I plan to write a detailed article for each of the major NAS players. Each article will show the software interface and the features as well as building arrays, RAID types supported, third-party applications, application installation and so on. I can then link back in each review.

If I covered very angle of a NAS appliance the review would be three times as long as this one....just to cover the software.

 


Just tore through one of these and they are based on a customized Linux distro using LVM, so it's actually worse then BSD ZFS in terms of capability. It's a mini-itx board mounted sideways with a 10Gbe PCI-e adapter plugged into it's slot. There is an active community of people who load Ubunto, RHEL or even a "NAS" variant of BSD onto these devices.

I looked into the 40GbE and I'll be damned if someone actually made them.
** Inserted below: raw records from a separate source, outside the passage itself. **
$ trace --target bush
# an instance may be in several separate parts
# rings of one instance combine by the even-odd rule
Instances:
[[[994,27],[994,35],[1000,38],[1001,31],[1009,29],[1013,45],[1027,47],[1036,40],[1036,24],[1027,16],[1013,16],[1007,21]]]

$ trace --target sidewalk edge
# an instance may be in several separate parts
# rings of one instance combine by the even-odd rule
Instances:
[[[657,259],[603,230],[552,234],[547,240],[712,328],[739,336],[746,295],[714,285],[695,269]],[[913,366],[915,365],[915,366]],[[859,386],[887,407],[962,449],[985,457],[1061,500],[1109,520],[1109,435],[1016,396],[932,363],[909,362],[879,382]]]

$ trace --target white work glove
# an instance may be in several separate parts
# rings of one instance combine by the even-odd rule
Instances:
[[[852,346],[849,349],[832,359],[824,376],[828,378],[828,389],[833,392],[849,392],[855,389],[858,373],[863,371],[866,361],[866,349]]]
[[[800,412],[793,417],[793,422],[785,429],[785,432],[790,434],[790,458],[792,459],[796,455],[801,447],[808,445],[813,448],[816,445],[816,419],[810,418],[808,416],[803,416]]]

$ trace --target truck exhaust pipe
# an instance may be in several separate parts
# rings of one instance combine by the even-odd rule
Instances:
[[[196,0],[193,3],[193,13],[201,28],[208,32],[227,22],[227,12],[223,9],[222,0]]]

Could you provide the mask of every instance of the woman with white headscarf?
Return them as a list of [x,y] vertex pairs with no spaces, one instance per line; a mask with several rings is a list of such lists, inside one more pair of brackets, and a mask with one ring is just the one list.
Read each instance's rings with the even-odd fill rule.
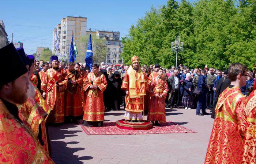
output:
[[193,107],[193,91],[194,86],[191,80],[190,73],[186,74],[186,78],[184,80],[184,91],[183,97],[182,97],[182,103],[185,108],[185,109],[191,109]]

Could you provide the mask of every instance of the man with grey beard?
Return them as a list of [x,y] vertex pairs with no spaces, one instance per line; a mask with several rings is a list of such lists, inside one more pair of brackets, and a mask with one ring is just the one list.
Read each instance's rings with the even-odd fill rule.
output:
[[58,56],[52,56],[50,60],[52,68],[46,71],[42,81],[41,90],[43,91],[43,97],[52,109],[48,118],[49,122],[61,123],[64,122],[64,93],[68,83],[65,79],[67,72],[59,68]]

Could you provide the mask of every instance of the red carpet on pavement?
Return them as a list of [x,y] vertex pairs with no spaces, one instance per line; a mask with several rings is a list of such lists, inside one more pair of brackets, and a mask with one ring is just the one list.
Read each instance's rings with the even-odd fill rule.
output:
[[165,123],[160,123],[159,124],[160,126],[154,126],[152,128],[148,130],[140,130],[120,129],[116,125],[115,122],[112,121],[104,122],[104,126],[103,127],[85,127],[82,124],[80,125],[85,133],[88,135],[146,135],[196,133],[171,121],[167,121]]

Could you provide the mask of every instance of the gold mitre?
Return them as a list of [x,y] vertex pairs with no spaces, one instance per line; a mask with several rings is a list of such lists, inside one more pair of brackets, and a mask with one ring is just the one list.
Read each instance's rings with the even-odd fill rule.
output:
[[131,60],[132,61],[132,64],[133,64],[136,62],[139,63],[140,59],[138,57],[134,55],[134,56],[132,56],[132,58],[131,58]]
The spec allows for them but since 100GbE was also made at the same time I figured people would just jump from 10 to 100 and not muddle around, especially since cheap 40GBASE-T won't be standardized until next year.

I mention iSCSI because if this is aimed at "home office" market, what on earth would need remote block level access to a storage volume? The performance impact of trying to run it over a home gigabit network is so bad and the price of disks so cheap, that it makes zero sense. That's why it's largely relegated to lab environments where the user is doing some sort of project / module and needs a cheap way to simulate an "enterprise" like environment.

This device, and others like it, are very expensive for what they offer. It seems more a collection of bullet point style features where the point is to have more +1's then the competition. There is no denying the market for home automation is expanding as our lives become more and more integrated with technology, and many people either don't have the knowledge or have the knowledge but not the time, to do it themselves. Or in the case of branch offices of business's, they want someone else legally liable for when / if something breaks. That is the market these are aimed at because otherwise there is absolutely nothing special inside them, which is the point I made earlier. They are just file servers where someone else has built some really nice management software.